End of the World

In three words I can sum up everything I’ve learned about life: it goes on.

– Robert Frost

Well then…it’s been a few months since I’ve posted and I can’t say they’ve been grand.

Covid has me working from home and I love it. I had no idea that working remotely would have me being more productive. It hasn’t been without it’s challenges.

Financially, I’ve heard of people saving money due to being home…all I have to say is they must not have teens!

We lost our bearded dragon, Charlie, in the Spring due to heart failure

My baby Chalie 💔

We adopted a new pup, Dahlia! She’s almost 15 weeks and is 25 lbs already.

Pretty baby girl ❤

In April, we found out Bishop had lung cancer and his liver was herniating into his esophagus. Notice the past tense…my heart broke last week when we had to take him for his last drive and visit to the vet. I can’t talk about it yet. I miss my boy so much. He was my copilot on drives, my snuggle buddy.

Bishop’s smile

Basically, my depression has been shit, my anxiety worse and my life a go-to. But! I have a home. I have happiness. I have family. I have food in my belly. I have gratitude ❤

It’s not the end of the world, even though it feels like it is sometimes.

Great Big Sea – End of the World

Carry On…

“Never stop just because you feel defeated. The journey to the other side is attainable only after great suffering.” ― Santosh Kalwar, Quote Me Everyday

I have an infection. A bad one. My pelvic lymph nodes are infected and the infection has spread. Needless to say I feel horrible…but I am NOT defeated.

I am so grateful for my changed eating habits. I think they are the only things keeping me going health wise right now. I eat a lot of fiber, drink a lot of water, eat a lot of vegetables, moderate portions, etc. If I was eating the way I was a few months ago I have no doubt I would be far worse off than I am right now.

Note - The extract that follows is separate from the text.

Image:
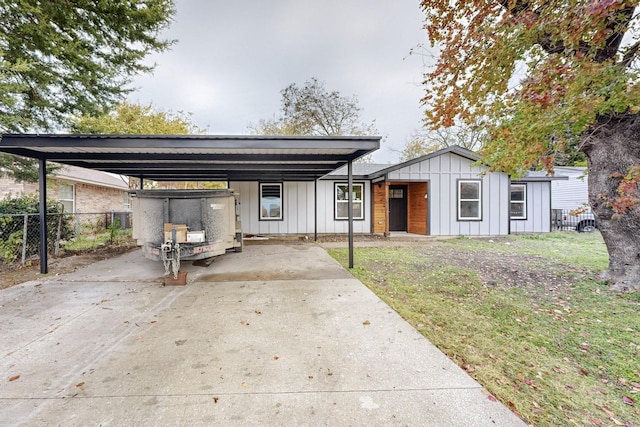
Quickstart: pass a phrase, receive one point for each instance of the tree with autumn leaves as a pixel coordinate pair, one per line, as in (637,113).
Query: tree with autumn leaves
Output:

There is always a silver lining to every dark cloud.

There is always a smile to wash away the stain the darkness.

There is always a shoulder to lean against when life’s burdens become too much.

I am grateful for my children, even when they drive me up the wall (I’m looking at you 17 year old child of mine who spams me on my phone).

I am so incredibly grateful for my youngest’s smile – he brightens up my mood in ways I can’t describe.

I am so grateful to my health providers, my nutritionist, my husband – they are the shoulder I lean on and I know I have been leaning a lot lately.

I am grateful I have some answers now as to why I have been feeling so run down. A light has finally appeared.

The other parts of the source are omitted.